J Chromatogr A, 1625, 461230 (2020). Samples were methanolic extracts of commercial supplements containing Magnolia sp. bark (Magnoliaceae), as well as honokiol (1) and magnolol (2) (biphenyl neolignans) as separated or mixed standards. TLC and HPTLC on silica gel with n-hexane – ethyl acetate – ethanol 16:3:1. Visualization under UV 254 nm. Quantification of (1) and (2) by densitometric scanning in absorbance mode at 290 nm (hRF were 34 and 39, LOQ 200 ng and 280 ng/spot, respectively). Variability between samples from the same brand supplement was also determined, as well as extraction yields. Effect-directed analysis with 3 assays: A) to detect radical scavengers, immersion into DPPH• 0.02 % solution; B) to detect activity against Gram-negative bacteria, immersion into Aliivibrio fischeri suspension, followed by recording the bioluminescence; C) to detect activity against Gram-positive bacteria, immersion into Bacillus subtilis, followed by incubation 2 h at 28 °C and immersion into MTT 1 g/L. Compounds (1) and (2) were active in all assays. Identification of zones of interest by eluting with methanol from untreated TLC layer through the oval elution head of a TLC-MS interface directly to a single Quadrupole MS (electrospray ionization, interface temperature 350°C, heat block temperature 400°C, desolvation line temperature 250°C, detector voltage 4.5kV). Full mass scan spectra were recorded in the positive and negative ionization modes in m/z range 150–800. Other molecules (from other ingredients) were identified: piperine (alkaloid) and/or its geometrical isomers (active on A, hRF 29-30); and daidzein (active on A and B, hRF 18), isoflavone from Pueraria montana root (Fabaceae). Stability was assessed through 2D-HPTLC, by repeating the same development method in the orthogonal direction 4 h or 20 h after the first separation. Degradation products of (1) and (2) appeared after 20 h (but not at 4 h), including a honokiol dimer (formed in tracks of (1) and of (2)).

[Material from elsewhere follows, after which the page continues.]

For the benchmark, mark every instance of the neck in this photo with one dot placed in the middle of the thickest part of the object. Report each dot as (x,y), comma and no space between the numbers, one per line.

J Chromatogr A, 1620, 460970 (2020). Samples were ethyl acetate extracts of Lavandula angustifolia herb and flowers and of aerial parts of other Lamiaceae (Ocimum basilicum, Origanum vulgare, Thymus vulgaris, Rosmarinus officinalis, Salvia officinalis), as well as standards. HPTLC on silica gel (pre-washed with methanol and heated 30 min at 105 °C) with n-hexane – ethyl acetate – acetic acid 70:27:3. Documentation at UV 254 nm and 365 nm and white light before and after A) derivatization with anisaldehyde – sulfuric acid reagent, followed by 10 min heating at 110 °C; B) spraying with DPPH• (0.2 % in methanol), followed by 30 min incubation in the dark; C) α-amylase inhibition assay by immersion into enzyme solution, incubation 30 min at 37 °C, immersion into substrate solution (starch 1 % in water), incubation 20 min at 37 °C and immersion into Gram’s iodine solution for detection (inhibition zones appear blue on white background). Quantification was performed on pictures using image processing software, and expressed as equivalents to the respective standards used for calibration curves: A) β-sitosterol (LOQ 1.5 µg/band), B) gallic acid (LOQ 60 ng/band), C) acarbose (LOQ 8 µg/band). An amylase inhibiting zone (hRF 68) present in all samples (except L. angustifolia), scraped from untreated plates and washed with ethyl acetate, was tentatively identified by ATR-FTIR analysis as oleanolic acid (pentacyclic triterpene).